The problem is that some pro-establishment members who do not understand the intricate workings of the political process might take Lau's words at face value. They might think that being pro-establishment doesn't mean they need to provide a political 'escort' for the government in policymaking. On the contrary, they might join the opposition.
In the end, not only will it damage the administration's authority, and thus affect governance, it will also hurt the interests of the pro-establishment camp. Like the Chinese saying, 'With the skin gone, what can the hair attach itself to?' - that depicts a close partnership - the pro-establishment camp needs to be reminded that, if it keeps attacking the government, it is in effect trying to destroy its own habitat.
After the handover, Hong Kong has continued its way of life under the 'one country, two systems' principle with Hong Kong people ruling Hong Kong. According to Article 2 of the Basic Law, the special administrative region has a high degree of autonomy and enjoys executive, legislative and independent judicial power, including that of final adjudication.
Article 45 stipulates how the chief executive should be selected, and the central government has total authority over issues that concern foreign policy and defence. Apart from these, the Hong Kong government has full executive power in formulating polices and in governance, hence leaving intact its executive-led system.
With the abolition of the appointment system, the government does not even have a single representative vote in the Legislative Council, which is a huge stumbling block for governance.

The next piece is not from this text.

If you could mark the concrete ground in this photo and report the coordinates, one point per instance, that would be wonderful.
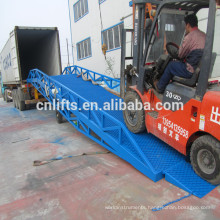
(89, 187)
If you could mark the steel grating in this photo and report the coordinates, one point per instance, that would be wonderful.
(144, 151)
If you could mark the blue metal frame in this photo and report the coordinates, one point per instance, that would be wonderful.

So, to keep a proper balance, it has to rely on support from the pro-establishment camp, otherwise every policy proposal would be thrown out by the opposition.
Thus, it is not difficult to appreciate that members of the pro-establishment camp are an inherent part of government, whenever and wherever they are, including inside Legco. Therefore, it is an undeniable fact that pro-establishment members are 'royalists'. And, without them, there is no way the government can function properly.

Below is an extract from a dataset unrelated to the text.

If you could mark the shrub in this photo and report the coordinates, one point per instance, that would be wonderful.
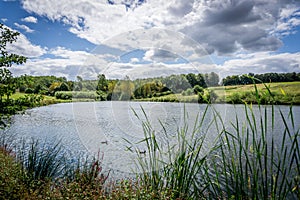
(29, 91)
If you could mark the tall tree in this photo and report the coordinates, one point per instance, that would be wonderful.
(8, 36)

Just for argument's sake, if members of the pro-establishment camp do not want to be part of this faction, there is only one choice: sell their souls to capitalists.

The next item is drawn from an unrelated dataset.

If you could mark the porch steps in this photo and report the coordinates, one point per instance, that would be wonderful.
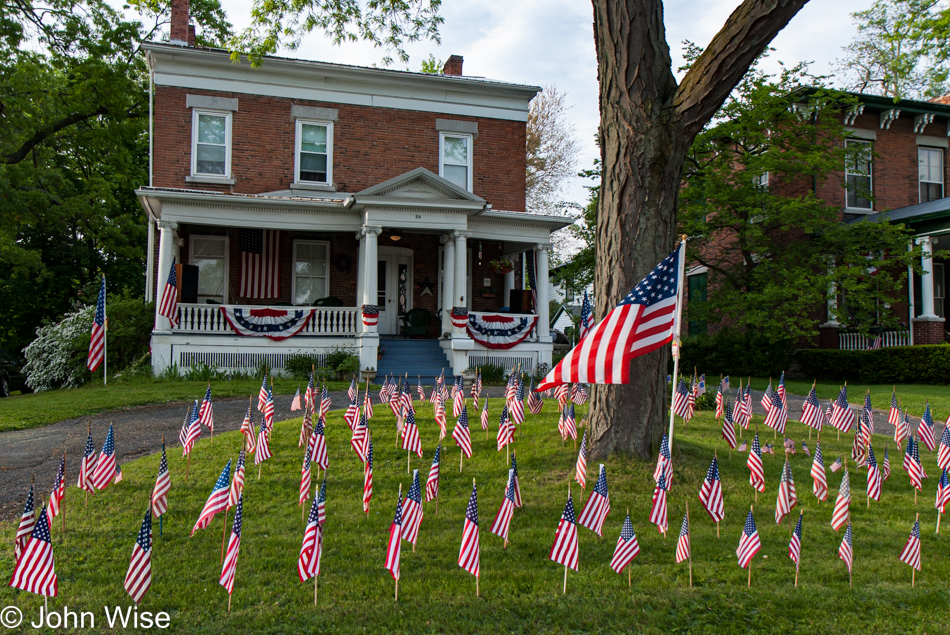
(416, 357)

They can follow in the footsteps of catering sector lawmaker Tommy Cheung Yu-yan, who proposed to set the minimum wage at HK$20 or below.
Cheung has made himself quite unpopular inside and outside Legco. He fought vehemently against the smoking ban and food labelling. Many see him as the defender of the conglomerates, protecting their interests at the expense of the public.
His conduct has not only embarrassed the government, but also his political party and constituents. Many have criticised him for further aggravating the political mistrust between functional constituency members and the public.
If pro-establishment lawmakers want to go down the same path, they will be digging a hole for themselves, making enemies on all sides. If that happens, they may as well give up the fight to preserve the functional constituency system.
Paramount leader Deng Xiaoping said the chief executive had to be a patriot who loved China and Hong Kong, and formed the core of the establishment. Being pro-establishment means being an inseparable part of the core entity. There is no in-between; you are either in or you are out. There is no split loyalty.